WATCH: Umpire Pushes East Carolina Baseball Player Out of Batter’s Box After Hitting Home Run

by Bryan Fyalkowski

East Carolina led Coastal Carolina by a score of 10-2 in a winner-take-all NCAA Regional baseball game when center fielder Bryson Worrell came to bat with two runners on in the seventh inning. Worrell took a 3-0 pitch deep over the outfield wall for a three-run home run that put the game out of reach.

A shot from the dugout by the Pirates’ videographer shows the lefty connect and the crowd erupts. Worrell stood there admiring his dinger for a second, then the home plate umpire jumps from his crouch and enters the picture. The umpire – Perry Costello – puts his hand on the lower back of Worrell and physically pushes him toward first base.

“Apparently some people don’t love fun,” the tweet from @ECUBaseball read. The video has 2.2 million views on Twitter in 24 hours.

Ump Crosses the Line

Heaven forbid a baseball player – who just launched a huge dinger in an NCAA Regional – stops to soak up the moment for an extra half a second. Good on Worrell for just ignoring the physical altercation and rounding the bases without responding. You know that if he stood up to Costello there would have been a whole ordeal, probably resulting in Worrell or an East Carolina coach getting thrown out of the game.

Umpires exist to enforce the rules of baseball that exist, not the “unwritten rules,” like a hitter not rounding the bases fast enough. I am not sure in what world Costello imagined putting his hands on a player would be OK. Well, I guess in this world, where umpires face zero repercussions for consistently making bad calls and mishandling confrontations that take place on the field.

After the game, East Carolina head coach Cliff Godwin quote-tweeted the video. He made a comment seeming to hint that the umpire did not act the same way when a CCU player hit a home run earlier in the game.

Regardless of Costello’s behavior, the Pirates defeated the Chanticleers by a score of 13-4 and advanced to Super Regionals. ECU will host Texas in Greenville, North Carolina, in the three-game series starting this Friday, June 10. Worrell leads the team with 18 home runs, 55 runs scored and 57 runs batted in.

Another “Ump Show”

To lead off a winner-take-all game between Maryland and UConn on Monday, Terrapins catcher Luke Shliger drove a solo home run to right-center field. Eerily similar to Costello pushing Worrell in the other instance, home plate umpire Jeff Head made an attempt to chase Shliger to first base after he made contact.

Head did not physically touch Shliger because he was already on his way to first base, but you can see him trying to yell something at the player while the home crowd celebrates.
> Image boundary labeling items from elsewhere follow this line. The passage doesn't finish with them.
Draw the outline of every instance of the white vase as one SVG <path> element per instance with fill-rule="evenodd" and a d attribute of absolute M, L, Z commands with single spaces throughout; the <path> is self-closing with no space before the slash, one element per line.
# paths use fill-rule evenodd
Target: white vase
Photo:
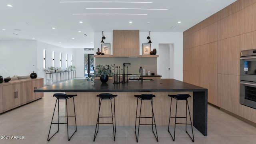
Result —
<path fill-rule="evenodd" d="M 47 82 L 46 82 L 46 85 L 52 85 L 52 79 L 47 79 Z"/>

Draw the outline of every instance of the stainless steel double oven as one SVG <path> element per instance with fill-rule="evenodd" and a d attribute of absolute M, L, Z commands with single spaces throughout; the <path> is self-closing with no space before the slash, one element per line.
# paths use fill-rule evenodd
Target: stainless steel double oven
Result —
<path fill-rule="evenodd" d="M 240 51 L 241 104 L 256 109 L 256 49 Z"/>

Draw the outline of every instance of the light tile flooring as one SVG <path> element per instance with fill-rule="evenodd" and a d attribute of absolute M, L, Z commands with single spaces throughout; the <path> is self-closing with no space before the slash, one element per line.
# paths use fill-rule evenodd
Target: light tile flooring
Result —
<path fill-rule="evenodd" d="M 172 141 L 167 126 L 157 126 L 159 142 L 156 142 L 150 128 L 144 126 L 140 131 L 136 142 L 134 126 L 116 127 L 116 141 L 112 128 L 100 127 L 93 142 L 95 127 L 78 126 L 70 141 L 67 140 L 66 127 L 61 124 L 60 130 L 51 139 L 47 136 L 56 98 L 52 93 L 45 93 L 41 99 L 0 115 L 0 136 L 10 136 L 10 139 L 0 139 L 0 144 L 193 144 L 180 126 L 176 129 L 175 141 Z M 157 122 L 156 122 L 157 124 Z M 208 105 L 208 136 L 204 136 L 193 128 L 194 144 L 255 144 L 256 128 Z M 189 130 L 190 130 L 189 129 Z M 12 136 L 23 139 L 11 139 Z"/>

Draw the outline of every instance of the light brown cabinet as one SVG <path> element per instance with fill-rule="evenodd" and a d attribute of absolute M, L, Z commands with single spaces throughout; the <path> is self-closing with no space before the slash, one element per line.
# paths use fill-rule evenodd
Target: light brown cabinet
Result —
<path fill-rule="evenodd" d="M 34 93 L 34 90 L 43 87 L 44 79 L 35 79 L 27 82 L 27 101 L 30 102 L 43 97 L 42 93 Z"/>
<path fill-rule="evenodd" d="M 2 113 L 44 97 L 43 93 L 34 93 L 42 87 L 44 78 L 11 81 L 0 84 L 0 113 Z"/>
<path fill-rule="evenodd" d="M 26 102 L 26 82 L 3 86 L 3 110 L 6 111 Z"/>
<path fill-rule="evenodd" d="M 113 31 L 113 56 L 140 56 L 140 34 L 138 30 Z"/>

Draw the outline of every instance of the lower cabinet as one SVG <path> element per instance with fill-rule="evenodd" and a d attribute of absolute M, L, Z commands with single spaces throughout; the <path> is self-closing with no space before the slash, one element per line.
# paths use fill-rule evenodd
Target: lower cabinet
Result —
<path fill-rule="evenodd" d="M 11 81 L 0 84 L 0 90 L 2 91 L 0 91 L 0 113 L 43 97 L 43 93 L 34 92 L 34 89 L 43 86 L 42 78 Z"/>
<path fill-rule="evenodd" d="M 8 110 L 26 103 L 26 82 L 3 86 L 3 110 Z"/>
<path fill-rule="evenodd" d="M 27 101 L 34 101 L 44 97 L 43 93 L 34 93 L 34 90 L 44 86 L 44 79 L 36 79 L 27 82 Z"/>

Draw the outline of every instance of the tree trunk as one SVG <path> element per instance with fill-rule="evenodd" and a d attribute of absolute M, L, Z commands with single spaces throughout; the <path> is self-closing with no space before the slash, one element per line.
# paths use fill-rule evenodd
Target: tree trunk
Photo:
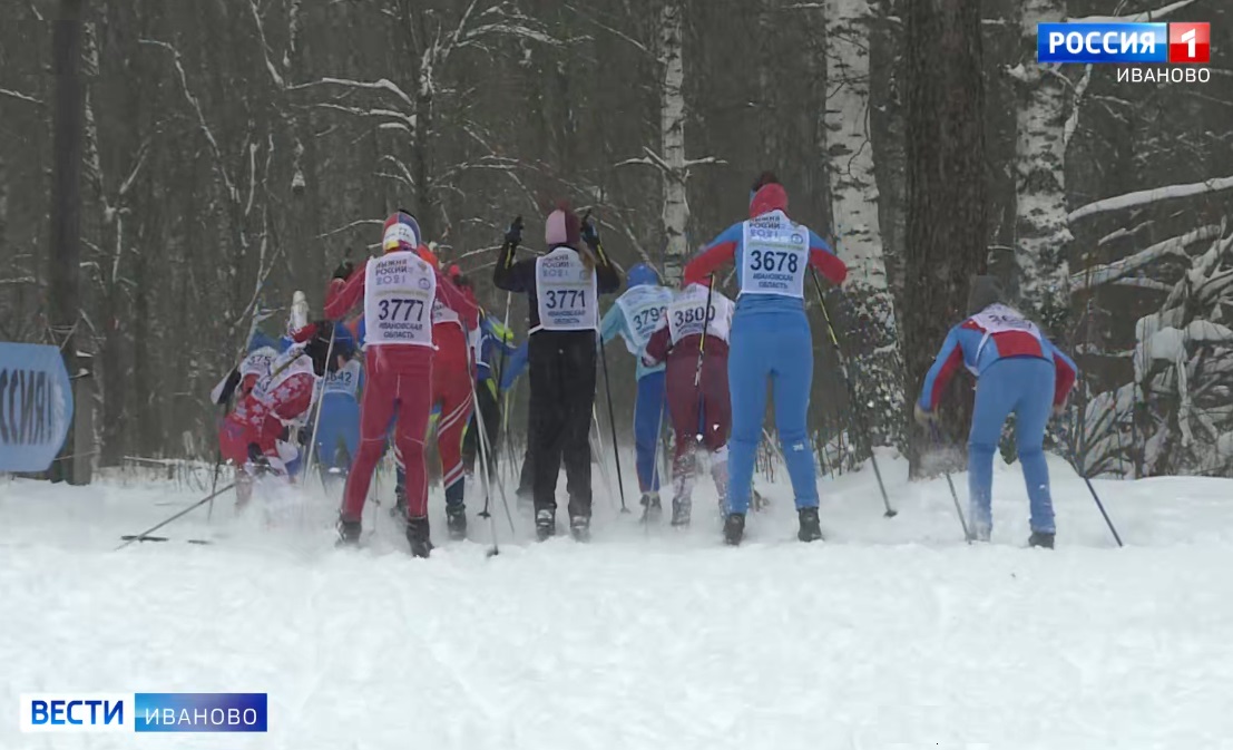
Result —
<path fill-rule="evenodd" d="M 689 248 L 686 227 L 689 223 L 689 201 L 686 180 L 686 95 L 684 95 L 684 9 L 679 0 L 663 0 L 660 11 L 660 65 L 663 81 L 660 89 L 660 147 L 663 168 L 663 278 L 682 278 Z"/>
<path fill-rule="evenodd" d="M 826 4 L 826 152 L 836 249 L 848 265 L 847 299 L 854 307 L 847 340 L 859 347 L 850 354 L 870 431 L 862 443 L 884 445 L 901 443 L 904 396 L 869 133 L 870 20 L 867 0 Z"/>
<path fill-rule="evenodd" d="M 1060 334 L 1069 311 L 1065 196 L 1067 84 L 1055 65 L 1036 63 L 1036 25 L 1062 21 L 1064 0 L 1026 0 L 1022 17 L 1022 58 L 1014 73 L 1026 88 L 1018 109 L 1015 154 L 1017 183 L 1018 289 L 1025 312 L 1046 329 Z"/>
<path fill-rule="evenodd" d="M 52 178 L 52 232 L 48 259 L 48 316 L 53 343 L 60 347 L 69 376 L 76 375 L 76 338 L 80 317 L 81 268 L 81 157 L 84 99 L 81 86 L 81 15 L 84 0 L 60 0 L 52 32 L 52 64 L 55 72 L 54 153 Z M 76 411 L 92 408 L 78 403 Z M 52 481 L 73 484 L 73 431 L 59 458 L 52 464 Z"/>
<path fill-rule="evenodd" d="M 965 315 L 968 279 L 985 269 L 984 76 L 980 0 L 907 4 L 907 278 L 903 350 L 912 398 L 948 327 Z M 958 379 L 956 379 L 958 381 Z M 970 397 L 952 386 L 943 433 L 962 443 Z M 930 437 L 914 431 L 912 476 Z"/>

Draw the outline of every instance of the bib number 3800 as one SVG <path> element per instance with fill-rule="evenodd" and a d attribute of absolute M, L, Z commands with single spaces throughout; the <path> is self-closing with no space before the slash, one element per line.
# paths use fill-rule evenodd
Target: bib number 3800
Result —
<path fill-rule="evenodd" d="M 784 250 L 750 250 L 751 271 L 788 271 L 795 274 L 800 268 L 800 254 Z"/>
<path fill-rule="evenodd" d="M 412 316 L 416 316 L 416 322 L 424 319 L 423 300 L 381 300 L 380 305 L 377 317 L 382 321 L 402 321 L 407 323 L 413 319 Z"/>

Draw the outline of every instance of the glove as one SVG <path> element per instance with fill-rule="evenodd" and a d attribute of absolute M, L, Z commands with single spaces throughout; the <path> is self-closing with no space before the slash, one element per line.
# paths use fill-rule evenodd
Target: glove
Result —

Later in the game, Head made a horrendous call to halt a Maryland rally in the eighth inning. Trailing by a score of 10-8 with a runner on third base and one out, center fielder Chris Alleyne ran to first base in an attempt to beat out an infield grounder. He ran within the baseline and directly to first base. As the throw came in, Alleyne was safe by a mile and then collided with Huskies first baseman Ben Huber, who was standing on the bag.

Wrong Call Wrecks Result

Head came 90 feet down the line to call Alleyne out for interference and sent the runner – who would have scored on the play – back to third base. It was an egregious call that occurred in such a pivotal moment that it may have changed the course of the game.

The Terrapins should have been trailing 10-9 with one out and a runner on first base. Instead, they trailed 10-8 and did not score that ninth run. Maryland did end up allowing another run and lost the game 11-8, as UConn advanced to Super Regionals to face Stanford.

Maryland head coach Rob Vaughn took the high road in the post-game press conference. Good for him, but I am not going to: Maybe if Head worried less about enforcing the “unwritten rules,” he would be better at interpreting the actual rules.